Como é que surgiu esta ideia? Qual foi o processo de desenvolvimento desta solução? A ideia para o Senergy Force adveio da minha sensibilidade para o tema da sustentabilidade e da experiência que tenho no domínio da energia e climatização. Foi a junção destes fatores que me levou a querer desenvolver algo que fosse verdadeiramente revolucionária e, sobretudo, que constituísse uma alteração radical do atual paradigma da climatização e energia, que é uma necessidade urgentíssima.
O Senergy Force já está comercialmente disponível? Já foi implementado em algum edifício? A solução já foi lançada comercialmente e foi testada no edifício do Centro Português de Sustentabilidade, em Viseu. Este foi o primeiro protótipo em escala real, que está a funcionar desde 2016 – nessa altura com uma autonomia de cerca de 88% e agora perto dos 98%. Mas na altura não era uma solução que fosse comercializável, só já estava validada em termos técnicos; em termos de rentabilidade era muito boa, mas enquanto solução não estava pronta para ser vendida. A solução que estamos a comercializar está pronta para o mercado; neste momento estou a assistir na construção da primeira casa projetada especificamente para integrar esta fachada energética.
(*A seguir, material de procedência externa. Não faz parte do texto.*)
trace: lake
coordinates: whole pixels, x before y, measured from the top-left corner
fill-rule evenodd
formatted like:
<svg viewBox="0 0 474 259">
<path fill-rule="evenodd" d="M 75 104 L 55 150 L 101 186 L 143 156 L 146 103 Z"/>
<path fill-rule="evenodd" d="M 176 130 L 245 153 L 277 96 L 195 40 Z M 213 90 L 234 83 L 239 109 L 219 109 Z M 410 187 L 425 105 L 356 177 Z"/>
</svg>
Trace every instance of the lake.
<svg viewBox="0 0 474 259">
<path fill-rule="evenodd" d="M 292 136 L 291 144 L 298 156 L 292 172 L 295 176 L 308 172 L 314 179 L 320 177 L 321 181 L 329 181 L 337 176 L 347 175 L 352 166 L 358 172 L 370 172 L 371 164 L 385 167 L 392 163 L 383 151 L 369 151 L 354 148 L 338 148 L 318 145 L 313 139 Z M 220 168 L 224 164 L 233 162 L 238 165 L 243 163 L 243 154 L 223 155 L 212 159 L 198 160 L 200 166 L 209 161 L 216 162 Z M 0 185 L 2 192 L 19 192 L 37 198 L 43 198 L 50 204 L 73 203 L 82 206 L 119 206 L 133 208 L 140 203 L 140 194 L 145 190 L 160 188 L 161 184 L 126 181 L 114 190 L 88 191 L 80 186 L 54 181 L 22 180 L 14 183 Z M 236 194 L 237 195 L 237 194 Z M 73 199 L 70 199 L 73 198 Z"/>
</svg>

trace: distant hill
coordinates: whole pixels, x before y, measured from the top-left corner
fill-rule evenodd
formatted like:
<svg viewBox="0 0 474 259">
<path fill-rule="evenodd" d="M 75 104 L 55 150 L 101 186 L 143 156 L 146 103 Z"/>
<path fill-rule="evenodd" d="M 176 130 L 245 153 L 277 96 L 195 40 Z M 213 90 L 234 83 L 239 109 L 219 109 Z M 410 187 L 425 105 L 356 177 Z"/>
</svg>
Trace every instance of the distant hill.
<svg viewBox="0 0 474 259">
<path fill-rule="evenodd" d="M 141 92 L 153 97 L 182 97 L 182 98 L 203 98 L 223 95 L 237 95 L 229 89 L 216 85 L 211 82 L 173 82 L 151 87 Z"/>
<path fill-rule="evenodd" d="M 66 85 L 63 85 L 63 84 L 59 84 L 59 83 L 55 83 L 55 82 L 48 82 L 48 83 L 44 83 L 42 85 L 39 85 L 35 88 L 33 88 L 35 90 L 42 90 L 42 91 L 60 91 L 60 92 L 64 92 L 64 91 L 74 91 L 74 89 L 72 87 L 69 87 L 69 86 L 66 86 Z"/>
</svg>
Esta solução pode ser implementada em edifícios de qualquer dimensão, ou existe um espetro de dimensões no qual é mais eficiente? Como é modelar, pode ser implementada em qualquer tipo de edifício. Pode ser necessário separar o sistema por zonas, mas a solução está preparada para trabalhar em qualquer tipo de edifício. A área ideal depende muito da região; a métrica que usamos em Portugal varia entre os 10% e 20% da área habitada. Ou seja, se tivemos uma casa de 200 metros quadrados, vamos precisar de entre 20 e 40 metros quadrados de fachada para obter 90% de autonomia.
Para além da poupança que traz aos proprietários, que outras mais-valias é que o Senergy Force poderá trazer em termos de sustentabilidade? As casas e edifícios correspondem a 40% de todo do consumo energético; curiosamente, é também a área com a pior gestão deste consumo. Ou seja, enquanto em alguns casos a eficiência é muito alta, do lado das casas isto não se verifica e, como são em muitos casos pequenas e isoladas, as instalações não são tão eficientemente geridas. Destes 40%, cerca de 85% corresponde a energia térmica, e destes 85% conseguimos uma poupança de aproximadamente 90%. Se equipássemos todas as casa na Europa com este sistema, conseguiríamos o dobro dos objetivos estabelecidos no acordo de Kioto.